Recent and ancient repeat regions

We utilized RepeatMasker 3.3.0 on the b37 human genome using the following settings: -species "Homo sapiens" -s -div 10 -dir b37_results -xsmall -no_is -e wublast -s – pa 15 to get all sequences with a divergence rate <10% from the consensus. Segmental duplications and microsatellites were downloaded from the UCSC Genome Browser. These above region categories were the recent repeats. All repeats generated by RepeatMasker for the UCSC Genome Browser were downloaded and those not in the recent repeats were considered ancient.

Validation

We selected 697 total sites for PCR amplification and used Sanger sequencing (450 sites) and PacBio sequencing (322 sites) to validate de novo variants (96.3% overall VR) using previously described methods (Turner et al., 2016). For the PacBio sequencing, we pooled PCR products from all the probands, fathers, and mothers into three pools and barcoded and prepped them for sequencing following standard protocols. The sequences were separated by barcode, mapped to the genome, and checked in IGV for the mutation event. In addition, we validated an additional 58 WES-only events by Sanger sequencing (79.3% VR).

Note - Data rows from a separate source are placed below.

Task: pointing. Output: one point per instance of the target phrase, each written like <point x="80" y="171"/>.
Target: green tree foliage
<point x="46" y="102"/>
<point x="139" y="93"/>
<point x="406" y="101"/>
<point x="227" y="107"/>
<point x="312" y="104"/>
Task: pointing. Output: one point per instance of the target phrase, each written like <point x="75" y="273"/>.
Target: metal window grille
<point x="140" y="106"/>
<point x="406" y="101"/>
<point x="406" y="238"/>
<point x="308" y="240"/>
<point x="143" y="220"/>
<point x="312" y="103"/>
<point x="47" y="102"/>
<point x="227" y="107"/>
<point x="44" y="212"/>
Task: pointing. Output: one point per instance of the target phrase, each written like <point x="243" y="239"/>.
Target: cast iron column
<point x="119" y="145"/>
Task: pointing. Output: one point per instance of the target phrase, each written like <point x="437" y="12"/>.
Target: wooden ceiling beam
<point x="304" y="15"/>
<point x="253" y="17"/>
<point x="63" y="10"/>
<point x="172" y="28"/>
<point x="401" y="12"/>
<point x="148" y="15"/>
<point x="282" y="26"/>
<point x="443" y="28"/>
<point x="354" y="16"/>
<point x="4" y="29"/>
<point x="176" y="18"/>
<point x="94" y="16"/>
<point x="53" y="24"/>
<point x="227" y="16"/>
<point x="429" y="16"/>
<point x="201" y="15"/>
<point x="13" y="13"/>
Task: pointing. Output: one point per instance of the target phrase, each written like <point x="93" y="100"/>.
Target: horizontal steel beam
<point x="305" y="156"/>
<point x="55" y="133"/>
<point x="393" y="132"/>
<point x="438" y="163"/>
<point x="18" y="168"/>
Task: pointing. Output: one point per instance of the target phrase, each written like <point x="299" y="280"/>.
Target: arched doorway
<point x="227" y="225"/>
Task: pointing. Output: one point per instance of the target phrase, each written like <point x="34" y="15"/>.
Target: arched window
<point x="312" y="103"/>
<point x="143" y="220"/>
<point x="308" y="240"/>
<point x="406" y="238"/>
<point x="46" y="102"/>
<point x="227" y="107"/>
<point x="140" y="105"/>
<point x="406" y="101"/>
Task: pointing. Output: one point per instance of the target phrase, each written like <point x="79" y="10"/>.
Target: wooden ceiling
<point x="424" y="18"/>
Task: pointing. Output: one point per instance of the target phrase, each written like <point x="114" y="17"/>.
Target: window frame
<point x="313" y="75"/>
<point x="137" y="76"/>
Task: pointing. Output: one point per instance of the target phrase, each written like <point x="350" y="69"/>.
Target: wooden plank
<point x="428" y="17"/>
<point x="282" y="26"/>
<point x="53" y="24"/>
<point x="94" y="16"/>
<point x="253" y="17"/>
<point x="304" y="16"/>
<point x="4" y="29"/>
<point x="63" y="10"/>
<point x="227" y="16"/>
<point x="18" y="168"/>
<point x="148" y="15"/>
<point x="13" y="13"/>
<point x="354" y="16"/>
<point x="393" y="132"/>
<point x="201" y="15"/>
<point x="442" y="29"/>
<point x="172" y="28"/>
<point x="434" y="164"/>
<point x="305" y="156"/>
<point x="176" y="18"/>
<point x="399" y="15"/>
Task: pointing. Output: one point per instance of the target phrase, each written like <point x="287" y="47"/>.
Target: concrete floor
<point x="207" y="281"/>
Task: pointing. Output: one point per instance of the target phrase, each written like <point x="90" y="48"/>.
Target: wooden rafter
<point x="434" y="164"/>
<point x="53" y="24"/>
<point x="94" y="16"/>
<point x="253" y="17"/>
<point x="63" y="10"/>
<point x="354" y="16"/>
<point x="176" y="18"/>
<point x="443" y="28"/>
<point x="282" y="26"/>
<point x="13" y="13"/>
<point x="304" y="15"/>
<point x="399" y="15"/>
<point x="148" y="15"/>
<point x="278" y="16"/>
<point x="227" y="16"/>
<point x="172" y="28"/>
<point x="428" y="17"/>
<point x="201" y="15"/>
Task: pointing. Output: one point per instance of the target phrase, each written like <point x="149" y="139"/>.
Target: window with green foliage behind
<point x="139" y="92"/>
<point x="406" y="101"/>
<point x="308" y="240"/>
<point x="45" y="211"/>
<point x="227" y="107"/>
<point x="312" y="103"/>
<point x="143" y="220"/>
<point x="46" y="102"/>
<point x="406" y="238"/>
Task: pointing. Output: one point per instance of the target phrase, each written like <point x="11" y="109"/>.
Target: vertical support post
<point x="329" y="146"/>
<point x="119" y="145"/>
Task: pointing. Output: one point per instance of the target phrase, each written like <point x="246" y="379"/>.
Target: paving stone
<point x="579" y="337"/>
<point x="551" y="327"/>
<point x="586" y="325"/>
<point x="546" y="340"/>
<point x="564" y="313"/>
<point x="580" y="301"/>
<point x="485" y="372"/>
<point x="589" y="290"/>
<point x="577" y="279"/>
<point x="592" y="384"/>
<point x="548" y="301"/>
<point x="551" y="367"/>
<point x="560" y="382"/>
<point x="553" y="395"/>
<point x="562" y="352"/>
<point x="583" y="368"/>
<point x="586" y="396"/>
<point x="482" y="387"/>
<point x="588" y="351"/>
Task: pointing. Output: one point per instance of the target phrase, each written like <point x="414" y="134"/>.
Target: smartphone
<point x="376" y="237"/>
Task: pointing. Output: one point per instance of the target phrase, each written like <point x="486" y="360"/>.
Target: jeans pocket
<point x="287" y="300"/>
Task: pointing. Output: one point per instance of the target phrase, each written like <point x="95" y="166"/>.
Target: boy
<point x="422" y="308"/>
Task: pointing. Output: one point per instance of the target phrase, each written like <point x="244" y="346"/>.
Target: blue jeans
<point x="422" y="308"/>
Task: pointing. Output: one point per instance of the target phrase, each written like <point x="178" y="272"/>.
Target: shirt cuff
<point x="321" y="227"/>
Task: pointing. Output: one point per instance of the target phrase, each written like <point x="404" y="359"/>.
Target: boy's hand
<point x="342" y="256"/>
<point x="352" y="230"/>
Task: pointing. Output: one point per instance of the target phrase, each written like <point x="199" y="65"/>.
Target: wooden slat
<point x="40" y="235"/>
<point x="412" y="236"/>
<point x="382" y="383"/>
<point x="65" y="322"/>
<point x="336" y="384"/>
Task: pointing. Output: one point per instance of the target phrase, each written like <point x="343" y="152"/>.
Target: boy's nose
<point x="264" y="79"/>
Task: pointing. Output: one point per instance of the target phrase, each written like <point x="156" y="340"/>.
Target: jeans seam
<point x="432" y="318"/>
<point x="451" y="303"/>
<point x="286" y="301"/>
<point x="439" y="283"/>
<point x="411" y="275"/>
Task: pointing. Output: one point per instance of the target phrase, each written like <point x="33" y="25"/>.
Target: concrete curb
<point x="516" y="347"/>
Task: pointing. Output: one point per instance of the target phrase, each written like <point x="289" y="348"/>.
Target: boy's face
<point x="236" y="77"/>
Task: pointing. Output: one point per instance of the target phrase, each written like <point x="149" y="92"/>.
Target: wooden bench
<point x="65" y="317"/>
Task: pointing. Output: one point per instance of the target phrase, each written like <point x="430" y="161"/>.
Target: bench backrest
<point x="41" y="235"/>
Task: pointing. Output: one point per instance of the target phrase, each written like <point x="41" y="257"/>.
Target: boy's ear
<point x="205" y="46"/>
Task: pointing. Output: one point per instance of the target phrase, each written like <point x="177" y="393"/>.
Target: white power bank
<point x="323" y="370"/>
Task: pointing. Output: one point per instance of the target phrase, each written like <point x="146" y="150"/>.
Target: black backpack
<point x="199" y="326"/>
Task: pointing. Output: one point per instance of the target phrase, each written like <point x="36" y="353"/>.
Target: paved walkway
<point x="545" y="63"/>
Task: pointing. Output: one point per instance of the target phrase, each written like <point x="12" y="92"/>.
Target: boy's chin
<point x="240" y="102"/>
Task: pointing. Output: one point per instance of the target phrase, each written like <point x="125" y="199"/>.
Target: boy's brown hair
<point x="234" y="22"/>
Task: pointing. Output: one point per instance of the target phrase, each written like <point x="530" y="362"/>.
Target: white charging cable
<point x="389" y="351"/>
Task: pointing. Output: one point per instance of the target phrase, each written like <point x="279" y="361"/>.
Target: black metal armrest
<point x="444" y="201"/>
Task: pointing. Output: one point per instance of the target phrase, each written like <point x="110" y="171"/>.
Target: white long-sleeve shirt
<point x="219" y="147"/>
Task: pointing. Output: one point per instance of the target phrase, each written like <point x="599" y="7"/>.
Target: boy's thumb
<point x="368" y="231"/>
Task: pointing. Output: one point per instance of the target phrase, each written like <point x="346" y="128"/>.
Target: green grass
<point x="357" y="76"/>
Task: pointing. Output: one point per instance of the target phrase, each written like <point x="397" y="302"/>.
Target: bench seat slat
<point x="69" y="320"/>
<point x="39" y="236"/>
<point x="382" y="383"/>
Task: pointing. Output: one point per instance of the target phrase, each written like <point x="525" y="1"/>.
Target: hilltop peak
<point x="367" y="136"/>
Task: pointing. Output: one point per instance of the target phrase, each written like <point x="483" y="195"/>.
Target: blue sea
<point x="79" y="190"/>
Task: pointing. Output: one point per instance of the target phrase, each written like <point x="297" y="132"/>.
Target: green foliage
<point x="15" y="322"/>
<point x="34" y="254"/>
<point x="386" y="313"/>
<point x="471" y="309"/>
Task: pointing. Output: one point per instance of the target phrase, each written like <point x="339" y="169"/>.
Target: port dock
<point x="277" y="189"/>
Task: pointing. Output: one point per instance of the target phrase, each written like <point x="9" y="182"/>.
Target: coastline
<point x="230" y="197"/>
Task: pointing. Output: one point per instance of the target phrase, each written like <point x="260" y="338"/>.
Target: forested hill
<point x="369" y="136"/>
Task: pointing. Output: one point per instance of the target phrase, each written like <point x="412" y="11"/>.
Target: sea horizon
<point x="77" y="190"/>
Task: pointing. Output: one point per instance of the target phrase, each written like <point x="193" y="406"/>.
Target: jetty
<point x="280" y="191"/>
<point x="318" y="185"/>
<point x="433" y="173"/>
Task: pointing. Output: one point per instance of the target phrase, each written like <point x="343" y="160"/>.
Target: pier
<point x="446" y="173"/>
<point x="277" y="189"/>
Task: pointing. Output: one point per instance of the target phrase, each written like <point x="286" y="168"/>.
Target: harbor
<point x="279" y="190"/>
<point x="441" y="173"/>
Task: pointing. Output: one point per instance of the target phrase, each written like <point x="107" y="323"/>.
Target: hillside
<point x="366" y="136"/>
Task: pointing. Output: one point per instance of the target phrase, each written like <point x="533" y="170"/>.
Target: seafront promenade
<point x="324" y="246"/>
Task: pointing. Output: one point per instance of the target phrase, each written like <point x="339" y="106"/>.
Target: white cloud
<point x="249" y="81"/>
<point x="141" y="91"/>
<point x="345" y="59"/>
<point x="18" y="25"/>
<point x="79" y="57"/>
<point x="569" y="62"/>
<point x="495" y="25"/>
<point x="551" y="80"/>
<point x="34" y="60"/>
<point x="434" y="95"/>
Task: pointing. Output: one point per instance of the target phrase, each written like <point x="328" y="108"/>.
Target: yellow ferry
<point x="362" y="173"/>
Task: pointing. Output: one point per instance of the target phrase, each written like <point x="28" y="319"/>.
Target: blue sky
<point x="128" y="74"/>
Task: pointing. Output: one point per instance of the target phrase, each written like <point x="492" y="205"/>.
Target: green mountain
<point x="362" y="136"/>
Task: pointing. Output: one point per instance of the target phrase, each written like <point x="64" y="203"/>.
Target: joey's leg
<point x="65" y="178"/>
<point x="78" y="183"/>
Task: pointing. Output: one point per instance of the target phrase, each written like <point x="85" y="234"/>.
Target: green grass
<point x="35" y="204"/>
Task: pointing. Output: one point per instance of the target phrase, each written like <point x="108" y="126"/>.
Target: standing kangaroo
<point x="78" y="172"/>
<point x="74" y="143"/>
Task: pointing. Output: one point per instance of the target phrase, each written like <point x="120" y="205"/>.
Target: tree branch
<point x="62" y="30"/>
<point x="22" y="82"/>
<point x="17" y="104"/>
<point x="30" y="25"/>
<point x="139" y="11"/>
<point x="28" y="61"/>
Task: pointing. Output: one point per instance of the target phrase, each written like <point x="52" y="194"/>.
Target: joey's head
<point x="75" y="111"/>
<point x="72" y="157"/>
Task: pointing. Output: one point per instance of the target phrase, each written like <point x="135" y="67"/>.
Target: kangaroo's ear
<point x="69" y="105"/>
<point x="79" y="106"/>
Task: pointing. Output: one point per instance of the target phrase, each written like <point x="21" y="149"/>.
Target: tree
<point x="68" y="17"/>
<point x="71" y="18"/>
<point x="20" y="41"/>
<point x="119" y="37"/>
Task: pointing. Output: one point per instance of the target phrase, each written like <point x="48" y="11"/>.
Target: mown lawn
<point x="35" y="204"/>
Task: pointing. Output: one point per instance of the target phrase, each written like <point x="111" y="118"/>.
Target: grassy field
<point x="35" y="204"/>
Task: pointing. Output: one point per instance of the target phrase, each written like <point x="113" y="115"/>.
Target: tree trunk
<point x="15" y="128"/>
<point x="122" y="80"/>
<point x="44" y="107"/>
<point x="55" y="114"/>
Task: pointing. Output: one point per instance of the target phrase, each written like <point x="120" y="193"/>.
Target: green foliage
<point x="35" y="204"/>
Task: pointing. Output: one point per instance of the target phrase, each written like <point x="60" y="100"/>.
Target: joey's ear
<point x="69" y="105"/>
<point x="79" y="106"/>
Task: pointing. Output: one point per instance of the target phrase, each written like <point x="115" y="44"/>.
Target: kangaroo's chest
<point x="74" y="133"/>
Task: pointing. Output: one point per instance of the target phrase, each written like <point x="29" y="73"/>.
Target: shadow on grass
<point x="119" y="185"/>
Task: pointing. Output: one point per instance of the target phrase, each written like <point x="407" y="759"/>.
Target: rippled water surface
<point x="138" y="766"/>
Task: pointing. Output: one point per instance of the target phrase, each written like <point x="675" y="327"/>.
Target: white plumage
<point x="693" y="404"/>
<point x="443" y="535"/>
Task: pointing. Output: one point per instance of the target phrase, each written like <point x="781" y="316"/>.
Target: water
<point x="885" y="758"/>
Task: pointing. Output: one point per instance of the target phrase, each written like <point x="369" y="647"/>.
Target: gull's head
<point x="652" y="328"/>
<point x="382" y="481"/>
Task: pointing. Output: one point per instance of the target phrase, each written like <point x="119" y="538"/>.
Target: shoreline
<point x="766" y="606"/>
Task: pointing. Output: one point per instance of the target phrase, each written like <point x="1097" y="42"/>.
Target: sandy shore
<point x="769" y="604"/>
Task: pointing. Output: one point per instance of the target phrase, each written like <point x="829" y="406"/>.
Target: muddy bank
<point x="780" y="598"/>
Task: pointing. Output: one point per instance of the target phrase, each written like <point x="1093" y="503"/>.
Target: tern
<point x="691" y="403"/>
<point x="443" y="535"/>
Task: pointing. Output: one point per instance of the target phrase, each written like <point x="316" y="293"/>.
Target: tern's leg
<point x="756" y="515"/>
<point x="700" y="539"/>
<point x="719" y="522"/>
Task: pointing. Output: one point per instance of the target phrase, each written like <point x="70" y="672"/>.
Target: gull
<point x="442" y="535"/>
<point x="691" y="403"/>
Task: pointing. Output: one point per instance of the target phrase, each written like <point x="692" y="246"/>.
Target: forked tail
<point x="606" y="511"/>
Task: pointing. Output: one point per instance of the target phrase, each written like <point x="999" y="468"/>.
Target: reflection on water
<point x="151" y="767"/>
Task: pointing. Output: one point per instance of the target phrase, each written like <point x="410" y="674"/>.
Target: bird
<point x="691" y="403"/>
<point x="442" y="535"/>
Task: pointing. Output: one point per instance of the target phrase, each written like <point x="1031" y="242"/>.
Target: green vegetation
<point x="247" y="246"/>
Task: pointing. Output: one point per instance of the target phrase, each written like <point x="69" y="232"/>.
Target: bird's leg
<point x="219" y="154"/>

Transgenic reporter assays

We used transgenic lacZ reporter assays as described previously (Visel et al., 2007) and tested three proband variants (Figure 2, Figure S5) for three sites from VISTA (enhancer.lbl.gov) that previously showed enhancer activity. All embryo images for the reference and variant alleles of hs737 were randomized, the labels removed, and annotation performed by at least three independent reviewers blinded to allele type. For each embryo, reviewers scored whether the enhancer activity pattern in each tissue was 1) robust and in a reproducible pattern, 2) absent, or 3) ectopic (i.e., staining was present in that tissue but not in the reproducible pattern, which can occur because of the random nature of the transgene integration). Final annotations were determined by the staining type with the most reviewer votes.

QUANTIFICATION AND STATISTICAL ANALYSIS

Statistical analysis

Wherever possible, standard tests were applied to count data (Fisher’s exact test), differences in medians (Mann-Whitney), and burden tests (log rank test of CNV size distributions). The relationship between DNM and paternal age was calculated using both linear and exponential fits and statistics are based on Pearson’s correlation coefficient.

Oligogenic DNM burden

To model the burden of DNMs in probands and siblings, we created an oligogenic score based on the count of de novo VOI. We calculated this simple score (S) for each individual as follows:

S=L+M+R+D+U

where L is LGD variant count, M is number of missense variants with CADD score > 30, R is count of noncoding CNS DNase I hypersensitive TFBS variants, D is coding deletion count, and U is 3' UTR variant count.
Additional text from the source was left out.